Rockefeller Pushing WMD Probe
A top Senate Democrat has rejected as “inadequate” the GOP proposal to privately review intelligence on Iraq’s weapons programs given to the White House and Congress prior to the U.S. invasion and has again threatened to use the Senate’s rules to trigger a more wide-ranging probe if Republicans don’t respond to his concerns.
Sen. Jay Rockefeller (D-W.Va.), vice chairman of the Intelligence Committee, wants a joint inquiry by the Armed Services and Intelligence panels into the issue, with open hearings and a report released to the public at the end of the probe. Intelligence Chairman Pat Roberts (R-Kan.) has so far rejected the West Virginia Democrat’s requests, although Rockefeller vows to continue pushing his case.
“We need to be able to request additional intelligence documents, interview intelligence community and administration officials, past and present, hold closed and open hearings and prepare a final public report on lessons learned,” Rockefeller said in a statement. “A full fact-finding investigation is the usual mechanism for Congressional oversight committees like the Senate Intelligence Committee in a circumstance like this one.”
Under Senate Intelligence Committee rules, any five Senators serving on the panel can call for a formal investigation. Rockefeller claimed to have enough support from his colleagues to do that, although he has held back out of fear of angering Roberts.

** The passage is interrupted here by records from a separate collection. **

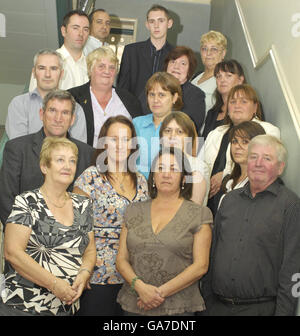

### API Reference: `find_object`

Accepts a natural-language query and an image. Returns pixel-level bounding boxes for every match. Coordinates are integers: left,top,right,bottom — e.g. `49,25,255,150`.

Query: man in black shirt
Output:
206,134,300,316
117,4,174,99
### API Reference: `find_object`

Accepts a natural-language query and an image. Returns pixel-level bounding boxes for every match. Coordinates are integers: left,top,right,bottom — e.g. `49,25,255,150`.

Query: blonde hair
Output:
40,137,78,168
86,46,119,78
200,30,227,50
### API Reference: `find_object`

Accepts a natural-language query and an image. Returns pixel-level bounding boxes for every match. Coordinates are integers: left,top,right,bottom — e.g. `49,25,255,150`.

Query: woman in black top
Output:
202,60,245,139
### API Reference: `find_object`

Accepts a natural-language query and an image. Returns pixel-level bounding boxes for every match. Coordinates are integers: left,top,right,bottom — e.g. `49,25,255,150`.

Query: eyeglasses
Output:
200,46,221,54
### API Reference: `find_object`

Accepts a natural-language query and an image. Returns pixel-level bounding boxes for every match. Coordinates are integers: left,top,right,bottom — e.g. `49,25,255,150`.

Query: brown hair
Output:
148,147,193,200
222,121,266,191
146,72,183,110
147,4,170,20
224,84,263,126
62,9,89,27
164,46,197,81
93,115,138,187
159,111,198,156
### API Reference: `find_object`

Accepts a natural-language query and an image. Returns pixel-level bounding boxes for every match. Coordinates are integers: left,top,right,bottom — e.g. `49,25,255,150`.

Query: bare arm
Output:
71,231,96,302
158,224,212,298
73,186,90,198
190,171,207,205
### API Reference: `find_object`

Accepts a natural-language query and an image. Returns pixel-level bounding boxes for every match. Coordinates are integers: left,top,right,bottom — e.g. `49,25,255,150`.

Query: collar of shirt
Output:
58,44,86,64
240,178,283,199
148,38,168,53
137,113,156,129
28,87,43,100
88,35,108,46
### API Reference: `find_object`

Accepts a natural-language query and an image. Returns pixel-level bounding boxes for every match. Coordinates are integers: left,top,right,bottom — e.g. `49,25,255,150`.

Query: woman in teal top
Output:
133,72,183,179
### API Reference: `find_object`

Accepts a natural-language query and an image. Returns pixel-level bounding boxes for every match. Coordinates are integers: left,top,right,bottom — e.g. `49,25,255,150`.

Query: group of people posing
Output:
0,4,299,317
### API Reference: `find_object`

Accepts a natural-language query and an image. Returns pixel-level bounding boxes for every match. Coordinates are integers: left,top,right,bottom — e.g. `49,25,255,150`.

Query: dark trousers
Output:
208,296,276,316
75,283,123,316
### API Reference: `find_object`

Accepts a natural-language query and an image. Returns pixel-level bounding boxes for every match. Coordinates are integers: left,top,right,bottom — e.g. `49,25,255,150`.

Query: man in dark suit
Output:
0,90,94,225
117,4,174,99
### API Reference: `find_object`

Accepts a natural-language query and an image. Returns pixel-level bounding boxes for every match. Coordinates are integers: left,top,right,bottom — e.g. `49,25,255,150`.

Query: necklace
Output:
110,173,127,193
40,188,69,208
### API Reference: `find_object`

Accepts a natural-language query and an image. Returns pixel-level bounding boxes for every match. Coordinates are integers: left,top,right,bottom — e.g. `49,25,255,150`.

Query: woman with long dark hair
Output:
73,115,148,316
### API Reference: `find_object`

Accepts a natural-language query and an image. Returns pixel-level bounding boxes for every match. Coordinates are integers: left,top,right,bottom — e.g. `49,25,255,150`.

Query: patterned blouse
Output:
74,166,148,285
2,189,93,316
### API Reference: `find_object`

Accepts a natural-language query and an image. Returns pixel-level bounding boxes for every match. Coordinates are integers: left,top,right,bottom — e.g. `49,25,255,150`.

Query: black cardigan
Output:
69,81,143,146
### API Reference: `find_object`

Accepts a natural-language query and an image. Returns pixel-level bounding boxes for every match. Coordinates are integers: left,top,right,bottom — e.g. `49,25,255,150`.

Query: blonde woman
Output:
69,46,143,147
1,137,96,316
191,31,227,129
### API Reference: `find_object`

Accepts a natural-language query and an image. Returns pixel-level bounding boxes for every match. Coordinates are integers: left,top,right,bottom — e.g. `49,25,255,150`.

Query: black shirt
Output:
210,179,300,315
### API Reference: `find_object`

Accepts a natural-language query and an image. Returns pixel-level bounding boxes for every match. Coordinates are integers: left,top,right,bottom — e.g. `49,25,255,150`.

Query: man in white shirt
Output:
29,9,90,91
83,9,111,56
6,49,87,142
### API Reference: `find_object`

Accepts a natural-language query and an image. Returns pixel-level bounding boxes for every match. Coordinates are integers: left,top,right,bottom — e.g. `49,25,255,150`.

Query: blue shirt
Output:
133,114,161,180
5,88,87,143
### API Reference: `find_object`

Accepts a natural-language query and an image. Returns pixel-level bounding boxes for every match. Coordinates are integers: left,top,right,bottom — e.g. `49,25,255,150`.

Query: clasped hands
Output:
136,283,165,311
51,272,90,305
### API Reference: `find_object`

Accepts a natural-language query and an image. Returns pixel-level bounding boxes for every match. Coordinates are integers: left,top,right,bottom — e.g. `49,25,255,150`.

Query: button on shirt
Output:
133,114,161,180
5,88,87,142
29,45,89,91
211,179,300,315
90,87,131,148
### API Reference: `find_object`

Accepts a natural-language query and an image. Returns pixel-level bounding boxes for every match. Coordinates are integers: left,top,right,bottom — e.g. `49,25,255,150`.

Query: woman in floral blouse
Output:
73,115,148,316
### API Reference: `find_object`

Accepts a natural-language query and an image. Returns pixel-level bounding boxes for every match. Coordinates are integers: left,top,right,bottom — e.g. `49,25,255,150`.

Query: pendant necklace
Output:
40,188,69,208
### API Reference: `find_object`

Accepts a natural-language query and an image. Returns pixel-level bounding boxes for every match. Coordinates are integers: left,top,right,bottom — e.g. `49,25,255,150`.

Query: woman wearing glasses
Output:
191,31,227,131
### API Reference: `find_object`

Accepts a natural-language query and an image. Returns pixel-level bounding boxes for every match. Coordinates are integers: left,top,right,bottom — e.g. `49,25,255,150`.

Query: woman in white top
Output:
191,31,227,131
218,121,266,208
159,111,208,205
203,84,280,215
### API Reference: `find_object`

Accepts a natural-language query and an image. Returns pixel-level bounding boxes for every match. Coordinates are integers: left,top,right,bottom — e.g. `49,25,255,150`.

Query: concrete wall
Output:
0,0,58,125
210,0,300,197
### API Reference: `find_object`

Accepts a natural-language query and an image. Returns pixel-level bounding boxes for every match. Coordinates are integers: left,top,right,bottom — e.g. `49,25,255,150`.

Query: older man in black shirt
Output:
206,134,300,316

Rockefeller also said he has given a formal proposal to Roberts for a joint inquiry between Armed Services and Intelligence, and he added that while Roberts agreed with his plan in principle, he refused to commit to the proposal.
“I’m not getting any hard agreements,” complained Rockefeller.
But Senate Republicans are calling Rockefeller’s comments “ill-advised” and privately suggest that he is under pressure from factions within the Democratic Party that opposed the Iraq war and are now seeking to embarrass President Bush and the Pentagon.
“He’s being pushed into this by [Sen. Robert] Byrd [D-W.Va.],” declared a top Senate Republican, speaking on the condition of anonymity. “This is his first time he’s been on the national stage and it’s not clear he can handle it.” Byrd was the Senate’s most outspoken opponent of the war.
The charges and countercharges come as the political furor over the U.S. failure to uncover Iraqi weapons of mass destruction or proof of large-scale WMD programs continues to grow. While many Democrats remain cautious about speaking out on the topic, fearing imminent discoveries of just such weapons, others believe it is time to get more aggressive on the subject.
Roberts dismissed Rockefeller’s complaints, suggesting they were more a political stunt than an effort to resolve the situation.
“Now, while I believe some of the criticism leveled on the intelligence community has been understandable … some of the attacks have been simply politics and for political gain. I will not allow the committee to be politicized or to be used as an unwitting tool for any political strategist,” Roberts told reporters during a press conference.